This is where risk perception distorts the equation. The miners' death are an annual event, and so they are discounted. A single nuclear accident of comparable scale, once in the 40-year history of nuclear power generation, gets far more attention.

Moreover, miners' deaths mostly occur within relatively isolated mining communities, whereas a nuclear accident strikes at the general public. And the wider health consequences of burning megatons of coal for electricity, in terms of pumping pollutants and carcinogenic substances into the atmosphere, are so hard to trace, in terms of any individual's illness, that they are simply ignored.

But the global consequences of favoring coal over nuclear power are what really frighten James Lovelock. When I met him recently, he was deeply pessimistic about the short-term future of humanity.

"Why do the Greens all fret about nuclear power?" he asked. "It could actually be a boon in every sense of the word. The worst thing that could happen with nuclear power is that it would kill some people -- which sounds a terrible thing to say, but it would relieve the pressures on the planet. Whereas burning coal will kill us all, or has the danger of doing so."

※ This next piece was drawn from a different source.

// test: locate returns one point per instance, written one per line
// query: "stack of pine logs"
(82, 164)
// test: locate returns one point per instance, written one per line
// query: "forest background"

Lovelock's point is that the Earth shifts between three stable temperature regimes in this geological epoch. Most of the time, it is in a relatively cool, glacial regime with average global temperature around 10C (50F). For brief periods during the interglacial era, it warms to about 15C (60F). (The present inter-glacial era began around 10,000 years ago). But it can also run away to a hot stable state around 25C (77F), and stay there for a long time.

The worst time at which to be pumping huge amounts of carbon dioxide into the atmosphere is during an unstable inter-glacial period like the present. It is not clear how much is needed to trigger a run-away effect, but we really do not want to find out. Yet our population will grow by 80 percent in the next half century, our power demands will soar threefold or more -- and on current form, we will generate most of it by burning coal.

The real tragedy of Chernobyl is that it has made people hyper-sensitive to the risks of nuclear power while they remain blind to the graver risks of `conventional' coal-fired power stations. In the past ten years, for example, not one new nuclear power station has been ordered in North America. If this goes on, we are in deep trouble.